Impulse interferences in AC and DC power supply systems, as well as in control and indication circuits may cause equipment damage or malfunctions of automated process control systems and other systems essential for ensuring reliable operation of facilities; they may also give rise to emergencies. To limit impulse interferences, special protection devices (diodes, varistors, and filters) are used. However, these devices do not always show sufficiently reliable performance. Typical cases in which protection devices of various types failed to protect the equipment are pointed out. To clarify why these devices showed unreliable operation, their experimental investigations were carried out by applying impulse overvoltages to them. The performance characteristics of different surge protection devices (SPDs) were studied using a combined generator producing standard 1.2/50 μs voltage impulses. When the SPD comes in action, an 8/20 μs current impulse flows through it. The maximum current amplitude may reach 30 kA, the transferred charge is 0.51 C, and the specific energy is 25.5 kJ/Ω. A damped oscillatory wave generator was used in the experiments, which produced voltage impulses with the amplitude ranging from a few hundred volt to 20 kV and frequency from 10 kHz to 1 MHz.

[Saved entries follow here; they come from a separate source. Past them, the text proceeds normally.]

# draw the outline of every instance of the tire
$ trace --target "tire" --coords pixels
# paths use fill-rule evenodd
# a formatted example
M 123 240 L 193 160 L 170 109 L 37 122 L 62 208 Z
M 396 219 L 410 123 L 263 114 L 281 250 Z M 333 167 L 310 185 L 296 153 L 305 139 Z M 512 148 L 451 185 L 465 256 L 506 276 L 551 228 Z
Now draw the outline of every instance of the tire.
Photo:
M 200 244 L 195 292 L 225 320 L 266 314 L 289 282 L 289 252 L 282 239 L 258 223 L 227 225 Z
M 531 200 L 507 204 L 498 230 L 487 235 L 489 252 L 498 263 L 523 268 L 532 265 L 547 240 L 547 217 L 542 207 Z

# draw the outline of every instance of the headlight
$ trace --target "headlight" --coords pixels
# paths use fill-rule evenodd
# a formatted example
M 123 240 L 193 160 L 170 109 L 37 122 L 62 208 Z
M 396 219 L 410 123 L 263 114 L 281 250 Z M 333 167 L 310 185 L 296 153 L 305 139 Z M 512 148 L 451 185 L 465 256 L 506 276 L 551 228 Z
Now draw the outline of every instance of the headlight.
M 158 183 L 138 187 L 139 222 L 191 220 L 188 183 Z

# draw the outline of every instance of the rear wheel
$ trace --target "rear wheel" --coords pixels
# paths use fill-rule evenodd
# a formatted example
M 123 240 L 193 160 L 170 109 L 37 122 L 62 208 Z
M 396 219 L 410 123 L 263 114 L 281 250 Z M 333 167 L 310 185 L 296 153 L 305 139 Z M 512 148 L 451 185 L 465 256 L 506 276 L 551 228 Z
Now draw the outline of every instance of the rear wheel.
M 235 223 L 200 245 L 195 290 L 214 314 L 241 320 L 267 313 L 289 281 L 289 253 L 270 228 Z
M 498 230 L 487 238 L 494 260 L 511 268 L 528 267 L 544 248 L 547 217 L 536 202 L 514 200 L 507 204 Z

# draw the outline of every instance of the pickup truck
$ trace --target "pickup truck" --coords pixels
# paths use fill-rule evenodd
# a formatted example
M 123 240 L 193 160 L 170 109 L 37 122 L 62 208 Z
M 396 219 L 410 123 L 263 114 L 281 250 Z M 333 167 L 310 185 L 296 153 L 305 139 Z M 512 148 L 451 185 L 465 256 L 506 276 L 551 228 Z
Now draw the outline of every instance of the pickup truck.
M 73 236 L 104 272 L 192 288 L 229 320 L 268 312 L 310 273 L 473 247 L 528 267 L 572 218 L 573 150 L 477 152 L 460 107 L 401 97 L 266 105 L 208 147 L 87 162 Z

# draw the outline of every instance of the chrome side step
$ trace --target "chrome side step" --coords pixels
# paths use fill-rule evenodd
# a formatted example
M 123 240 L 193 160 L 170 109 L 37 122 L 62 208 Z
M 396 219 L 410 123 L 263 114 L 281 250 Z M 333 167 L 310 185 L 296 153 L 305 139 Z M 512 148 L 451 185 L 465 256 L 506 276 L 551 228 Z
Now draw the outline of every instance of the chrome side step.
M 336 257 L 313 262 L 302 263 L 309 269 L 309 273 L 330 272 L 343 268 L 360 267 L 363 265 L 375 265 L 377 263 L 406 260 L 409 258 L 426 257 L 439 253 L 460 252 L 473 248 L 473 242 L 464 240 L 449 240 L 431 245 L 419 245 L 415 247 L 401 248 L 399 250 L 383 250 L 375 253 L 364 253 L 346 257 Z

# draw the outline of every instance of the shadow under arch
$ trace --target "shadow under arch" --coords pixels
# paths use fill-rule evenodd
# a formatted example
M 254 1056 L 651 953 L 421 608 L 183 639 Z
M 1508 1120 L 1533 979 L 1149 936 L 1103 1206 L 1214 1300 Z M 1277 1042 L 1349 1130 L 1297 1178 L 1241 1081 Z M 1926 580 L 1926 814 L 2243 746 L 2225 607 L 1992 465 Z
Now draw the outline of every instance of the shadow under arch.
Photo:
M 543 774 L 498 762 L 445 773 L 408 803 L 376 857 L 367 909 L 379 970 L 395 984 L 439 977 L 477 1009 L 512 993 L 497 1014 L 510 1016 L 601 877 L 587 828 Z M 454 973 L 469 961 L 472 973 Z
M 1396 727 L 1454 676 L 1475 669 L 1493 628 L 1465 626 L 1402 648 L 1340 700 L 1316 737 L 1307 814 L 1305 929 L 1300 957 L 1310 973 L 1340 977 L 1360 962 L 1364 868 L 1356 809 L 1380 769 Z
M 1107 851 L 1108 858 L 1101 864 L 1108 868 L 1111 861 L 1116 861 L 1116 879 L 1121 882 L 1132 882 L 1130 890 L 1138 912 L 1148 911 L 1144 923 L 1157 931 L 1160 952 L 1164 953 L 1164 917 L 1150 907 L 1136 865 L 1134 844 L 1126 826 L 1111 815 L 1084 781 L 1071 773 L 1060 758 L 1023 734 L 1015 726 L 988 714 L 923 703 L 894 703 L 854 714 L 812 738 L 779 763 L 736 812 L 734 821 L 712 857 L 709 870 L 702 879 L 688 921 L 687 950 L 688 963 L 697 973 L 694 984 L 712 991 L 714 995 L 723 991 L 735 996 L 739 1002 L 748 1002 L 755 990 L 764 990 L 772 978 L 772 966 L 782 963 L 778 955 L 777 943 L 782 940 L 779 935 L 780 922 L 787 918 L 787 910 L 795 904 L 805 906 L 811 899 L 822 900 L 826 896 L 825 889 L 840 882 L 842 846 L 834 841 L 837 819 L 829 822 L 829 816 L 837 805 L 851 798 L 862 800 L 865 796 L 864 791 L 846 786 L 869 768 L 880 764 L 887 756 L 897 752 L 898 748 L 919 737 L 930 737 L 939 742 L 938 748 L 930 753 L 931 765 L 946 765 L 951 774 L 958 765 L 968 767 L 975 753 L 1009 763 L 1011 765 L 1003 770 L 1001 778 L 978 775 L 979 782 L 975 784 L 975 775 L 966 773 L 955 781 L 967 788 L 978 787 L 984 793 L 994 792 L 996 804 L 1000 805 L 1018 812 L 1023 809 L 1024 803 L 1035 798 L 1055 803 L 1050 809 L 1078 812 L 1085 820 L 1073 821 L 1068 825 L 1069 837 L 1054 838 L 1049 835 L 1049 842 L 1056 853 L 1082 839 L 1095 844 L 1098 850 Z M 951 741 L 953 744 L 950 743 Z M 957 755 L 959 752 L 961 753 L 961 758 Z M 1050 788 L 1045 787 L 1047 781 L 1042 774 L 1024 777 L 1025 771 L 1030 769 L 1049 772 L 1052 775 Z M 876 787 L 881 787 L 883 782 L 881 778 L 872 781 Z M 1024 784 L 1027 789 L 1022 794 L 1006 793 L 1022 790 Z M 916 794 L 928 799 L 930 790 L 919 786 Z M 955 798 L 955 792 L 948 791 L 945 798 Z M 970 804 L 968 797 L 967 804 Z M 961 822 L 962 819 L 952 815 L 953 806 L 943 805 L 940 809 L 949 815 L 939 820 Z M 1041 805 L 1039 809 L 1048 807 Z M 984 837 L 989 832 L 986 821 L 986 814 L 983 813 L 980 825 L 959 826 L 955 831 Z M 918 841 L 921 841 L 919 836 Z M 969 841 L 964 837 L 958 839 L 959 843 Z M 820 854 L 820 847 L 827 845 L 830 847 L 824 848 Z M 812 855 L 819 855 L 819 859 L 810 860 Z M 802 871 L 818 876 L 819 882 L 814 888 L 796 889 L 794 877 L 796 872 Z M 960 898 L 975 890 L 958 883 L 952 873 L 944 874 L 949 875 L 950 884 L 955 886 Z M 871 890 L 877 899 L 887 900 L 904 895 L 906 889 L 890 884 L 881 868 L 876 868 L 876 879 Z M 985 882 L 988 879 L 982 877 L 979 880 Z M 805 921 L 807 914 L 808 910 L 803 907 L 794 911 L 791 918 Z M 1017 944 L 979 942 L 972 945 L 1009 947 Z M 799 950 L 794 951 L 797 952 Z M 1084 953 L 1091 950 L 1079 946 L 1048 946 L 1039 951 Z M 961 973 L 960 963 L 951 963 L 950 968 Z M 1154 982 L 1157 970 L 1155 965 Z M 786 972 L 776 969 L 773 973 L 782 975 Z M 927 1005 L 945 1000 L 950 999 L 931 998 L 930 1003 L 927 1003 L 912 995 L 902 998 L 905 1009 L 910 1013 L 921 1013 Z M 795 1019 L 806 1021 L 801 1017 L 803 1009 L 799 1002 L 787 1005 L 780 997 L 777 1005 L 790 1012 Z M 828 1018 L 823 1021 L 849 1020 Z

It has been found from the experimental investigations of SPDs for electrical installations with rated voltage levels up to 1 kV and 6—10 kV that, in order to ensure efficient and reliable performance of SPDs, the amplitude-frequency characteristics of surge overvoltages shall be taken into consideration, and the protection device installation places shall be properly selected. If an SPD of a certain type is unable to ensure proper protection, a combination of different SPDs should be used. Combined application of a gapless surge arresters and diodes implies the need to coordinate their characteristics. This is achieved by connecting the diodes and the gapless surge arrester through a decoupling induction coil. In so doing, the length of connecting conductors shall be kept to a minimum. Even a relatively low inductance (a few μH) may significantly degrade the SPD surge limiting capability.